DAMASCUS, (BM) – A few hours ago, during the next patrol along the M4 highway in Idlib, militants tried to attack a Russian-Turkish military patrol, learned according local sources and citing news agencies Aviapro and Al-Masdar News.

Read more: 24/7 – War in Syria: Who controls what and what happens

Their attempt was blocked by Turkish troops, however, the Russian bombers were able to finally disperse the terrorists, who swept right over the heads of the militants, forcing the latter to seek shelter.

“Several Russian aircraft were seen in the sky above the Idlib governorate on Wednesday after a military patrol was blocked by a group of militants at the beginning of the day. Russian military aircraft, including their reconnaissance drones, flew over the M-4 motorway (Aleppo-Latakia highway) in areas where militant forces gathered repeatedly to prevent the Russian police from completing the planned patrols. The Russian military did not strike, but since Monday they have increased their presence in the sky above Idlib governorate. On Tuesday, a source from the Syrian armed forces told Al-Masdar News that the Russian armed forces conducted several reconnaissance flights this week to monitor militants who were gathering in different parts of the governorate. He added that the Syrian Arab Army (SAA) expects a “green light” from Russia to resume its field operations in Idlib governorate,” the Al-Masdar News, an Arabic media outlet, said.

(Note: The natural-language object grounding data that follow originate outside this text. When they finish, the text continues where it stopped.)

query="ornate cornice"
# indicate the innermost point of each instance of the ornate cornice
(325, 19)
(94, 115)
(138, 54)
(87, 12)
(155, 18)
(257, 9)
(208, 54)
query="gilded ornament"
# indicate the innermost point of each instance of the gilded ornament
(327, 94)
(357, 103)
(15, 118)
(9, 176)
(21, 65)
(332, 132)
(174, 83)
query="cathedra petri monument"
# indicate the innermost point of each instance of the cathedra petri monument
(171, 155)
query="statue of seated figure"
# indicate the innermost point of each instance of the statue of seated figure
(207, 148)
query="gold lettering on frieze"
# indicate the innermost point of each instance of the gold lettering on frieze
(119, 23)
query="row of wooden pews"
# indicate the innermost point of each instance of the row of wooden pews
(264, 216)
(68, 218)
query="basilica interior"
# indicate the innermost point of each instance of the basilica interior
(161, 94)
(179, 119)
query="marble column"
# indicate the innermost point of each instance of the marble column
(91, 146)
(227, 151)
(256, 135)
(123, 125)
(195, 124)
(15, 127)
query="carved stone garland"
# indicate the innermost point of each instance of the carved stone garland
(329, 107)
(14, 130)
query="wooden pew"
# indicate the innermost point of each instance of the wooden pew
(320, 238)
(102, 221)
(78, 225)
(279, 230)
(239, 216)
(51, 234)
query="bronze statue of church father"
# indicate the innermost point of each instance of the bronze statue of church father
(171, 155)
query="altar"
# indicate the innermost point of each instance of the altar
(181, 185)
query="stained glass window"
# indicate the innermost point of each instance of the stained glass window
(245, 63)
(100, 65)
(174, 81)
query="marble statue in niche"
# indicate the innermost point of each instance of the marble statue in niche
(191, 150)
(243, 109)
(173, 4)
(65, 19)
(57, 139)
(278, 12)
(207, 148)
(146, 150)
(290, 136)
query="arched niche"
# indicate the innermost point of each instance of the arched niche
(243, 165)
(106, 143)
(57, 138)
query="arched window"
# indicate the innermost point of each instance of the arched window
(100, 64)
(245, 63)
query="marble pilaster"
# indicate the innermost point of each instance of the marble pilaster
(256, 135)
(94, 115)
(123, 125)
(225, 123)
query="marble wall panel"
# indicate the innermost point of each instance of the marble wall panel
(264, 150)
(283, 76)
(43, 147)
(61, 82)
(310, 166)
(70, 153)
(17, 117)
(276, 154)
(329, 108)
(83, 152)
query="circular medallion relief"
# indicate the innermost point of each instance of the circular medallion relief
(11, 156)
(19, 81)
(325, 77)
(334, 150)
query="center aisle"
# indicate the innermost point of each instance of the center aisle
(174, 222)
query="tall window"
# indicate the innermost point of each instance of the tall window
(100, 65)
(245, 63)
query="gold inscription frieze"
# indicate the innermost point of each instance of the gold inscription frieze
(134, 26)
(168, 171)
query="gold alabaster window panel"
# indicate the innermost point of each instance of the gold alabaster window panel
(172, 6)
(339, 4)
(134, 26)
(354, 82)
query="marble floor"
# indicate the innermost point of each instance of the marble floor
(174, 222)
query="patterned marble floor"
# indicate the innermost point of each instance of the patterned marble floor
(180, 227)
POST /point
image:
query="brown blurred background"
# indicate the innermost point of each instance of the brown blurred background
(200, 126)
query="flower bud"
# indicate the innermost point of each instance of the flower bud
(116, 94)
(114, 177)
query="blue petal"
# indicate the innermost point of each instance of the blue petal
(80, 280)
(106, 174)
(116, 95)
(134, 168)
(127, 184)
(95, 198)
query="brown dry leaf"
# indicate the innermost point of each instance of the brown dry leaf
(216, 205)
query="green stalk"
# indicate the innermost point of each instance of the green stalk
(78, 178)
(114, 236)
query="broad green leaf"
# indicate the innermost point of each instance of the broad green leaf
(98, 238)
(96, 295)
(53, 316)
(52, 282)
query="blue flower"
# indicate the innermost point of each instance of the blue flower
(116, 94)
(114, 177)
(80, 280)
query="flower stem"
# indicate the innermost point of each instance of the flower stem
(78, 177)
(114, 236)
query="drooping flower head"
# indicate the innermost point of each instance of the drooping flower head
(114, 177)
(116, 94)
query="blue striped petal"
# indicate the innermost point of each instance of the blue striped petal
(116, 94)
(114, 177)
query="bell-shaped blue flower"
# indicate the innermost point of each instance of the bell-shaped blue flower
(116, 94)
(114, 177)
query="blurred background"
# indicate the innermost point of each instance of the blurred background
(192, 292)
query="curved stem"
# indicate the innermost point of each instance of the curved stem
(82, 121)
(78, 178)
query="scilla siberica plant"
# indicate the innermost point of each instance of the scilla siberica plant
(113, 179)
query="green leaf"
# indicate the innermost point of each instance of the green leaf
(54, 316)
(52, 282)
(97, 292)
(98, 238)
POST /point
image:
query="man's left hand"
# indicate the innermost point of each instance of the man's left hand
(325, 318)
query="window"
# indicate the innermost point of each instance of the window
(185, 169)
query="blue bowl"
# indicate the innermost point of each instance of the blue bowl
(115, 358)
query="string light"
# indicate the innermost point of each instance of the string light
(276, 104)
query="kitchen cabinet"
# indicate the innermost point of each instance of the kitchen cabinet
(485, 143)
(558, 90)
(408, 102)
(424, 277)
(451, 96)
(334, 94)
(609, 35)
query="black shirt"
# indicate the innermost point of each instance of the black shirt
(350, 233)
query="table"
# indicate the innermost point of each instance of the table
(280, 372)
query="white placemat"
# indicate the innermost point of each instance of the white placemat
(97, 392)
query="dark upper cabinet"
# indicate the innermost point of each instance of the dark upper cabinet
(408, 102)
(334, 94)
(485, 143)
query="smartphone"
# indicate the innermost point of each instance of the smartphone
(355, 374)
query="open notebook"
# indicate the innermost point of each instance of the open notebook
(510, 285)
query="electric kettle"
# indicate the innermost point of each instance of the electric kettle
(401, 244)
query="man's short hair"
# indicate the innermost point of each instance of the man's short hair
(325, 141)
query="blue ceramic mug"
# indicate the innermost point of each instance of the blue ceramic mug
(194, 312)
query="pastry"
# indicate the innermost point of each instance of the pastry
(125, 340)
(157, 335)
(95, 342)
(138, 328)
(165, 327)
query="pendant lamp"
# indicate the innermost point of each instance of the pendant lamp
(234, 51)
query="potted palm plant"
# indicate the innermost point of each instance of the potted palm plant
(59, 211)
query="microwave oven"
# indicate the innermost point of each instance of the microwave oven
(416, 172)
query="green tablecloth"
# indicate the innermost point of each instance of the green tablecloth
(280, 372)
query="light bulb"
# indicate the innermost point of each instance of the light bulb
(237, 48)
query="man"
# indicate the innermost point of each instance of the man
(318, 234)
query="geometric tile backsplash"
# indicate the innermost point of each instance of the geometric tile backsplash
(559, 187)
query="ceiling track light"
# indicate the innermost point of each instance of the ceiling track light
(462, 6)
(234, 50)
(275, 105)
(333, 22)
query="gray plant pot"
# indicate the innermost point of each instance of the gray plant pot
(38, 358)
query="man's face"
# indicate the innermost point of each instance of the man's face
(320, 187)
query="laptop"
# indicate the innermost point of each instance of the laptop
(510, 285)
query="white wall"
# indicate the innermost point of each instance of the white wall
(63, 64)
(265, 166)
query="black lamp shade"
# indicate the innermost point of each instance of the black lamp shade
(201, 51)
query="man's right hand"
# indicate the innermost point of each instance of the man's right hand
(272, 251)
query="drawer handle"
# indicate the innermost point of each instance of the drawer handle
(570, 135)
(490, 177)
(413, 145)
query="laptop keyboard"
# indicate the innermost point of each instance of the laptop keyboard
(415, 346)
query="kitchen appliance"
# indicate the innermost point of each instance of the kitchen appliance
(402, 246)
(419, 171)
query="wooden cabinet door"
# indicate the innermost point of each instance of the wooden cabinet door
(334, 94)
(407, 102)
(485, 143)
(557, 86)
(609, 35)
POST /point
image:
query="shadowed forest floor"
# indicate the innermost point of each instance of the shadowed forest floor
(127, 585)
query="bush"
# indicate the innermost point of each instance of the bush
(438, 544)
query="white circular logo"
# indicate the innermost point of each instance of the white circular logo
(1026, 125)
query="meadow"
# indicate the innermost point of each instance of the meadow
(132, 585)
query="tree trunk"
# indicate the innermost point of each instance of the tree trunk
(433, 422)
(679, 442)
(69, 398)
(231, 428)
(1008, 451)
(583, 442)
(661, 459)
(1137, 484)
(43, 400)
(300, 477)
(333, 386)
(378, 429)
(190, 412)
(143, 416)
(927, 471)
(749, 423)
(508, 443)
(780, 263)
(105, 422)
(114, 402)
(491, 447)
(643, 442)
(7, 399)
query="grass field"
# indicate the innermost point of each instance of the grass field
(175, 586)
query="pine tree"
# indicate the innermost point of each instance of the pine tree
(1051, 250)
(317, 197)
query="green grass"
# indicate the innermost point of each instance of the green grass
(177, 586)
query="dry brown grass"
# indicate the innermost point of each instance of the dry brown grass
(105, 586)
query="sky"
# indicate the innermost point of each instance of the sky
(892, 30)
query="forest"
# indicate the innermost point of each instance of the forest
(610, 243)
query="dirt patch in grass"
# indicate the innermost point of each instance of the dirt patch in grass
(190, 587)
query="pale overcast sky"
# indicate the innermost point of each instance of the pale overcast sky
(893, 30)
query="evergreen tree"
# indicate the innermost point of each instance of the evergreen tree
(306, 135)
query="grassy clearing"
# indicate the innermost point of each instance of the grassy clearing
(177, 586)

Experts note that in reality, the Russian ultimatum delivered to the militants expired a week ago, however, the terrorists only continue to strengthen their positions, their efforts with heavy Turkish armored vehicles and artillery.


In February, Turkey lost at least 62 troops killed in Syria, nearly 100 soldiers were wounded, dozens of Turkish armored vehicles were destroyed and more than ten drones, including drone, were shot down. Washington has repeatedly accused Moscow of involvement in the deaths of Turkish soldiers, Russia rejects these allegations.

In early March, the presidents of Russia and Turkey, Vladimir Putin and Recep Tayyip Erdogan, concluded an agreement according to which a ceasefire came into force in the Idlib de-escalation zone.

Syrian President Bashar al-Assad later said that if the US and Turkish military did not leave the country, Damascus would be able to use force.

The reason for the Russian-Turkish negotiations was a sharp aggravation of the situation in Idlib, where in January a large-scale offensive by the Syrian army against the positions of the armed opposition and terrorists began.

Government forces recaptured nearly half of the Idlib de-escalation zone and left behind a number of Turkish observation posts. After that, Ankara sharply increased its military contingent in the region and launched the operation “Spring Shield” to push the Syrian troops. Turkey is also supported by militants loyal to it.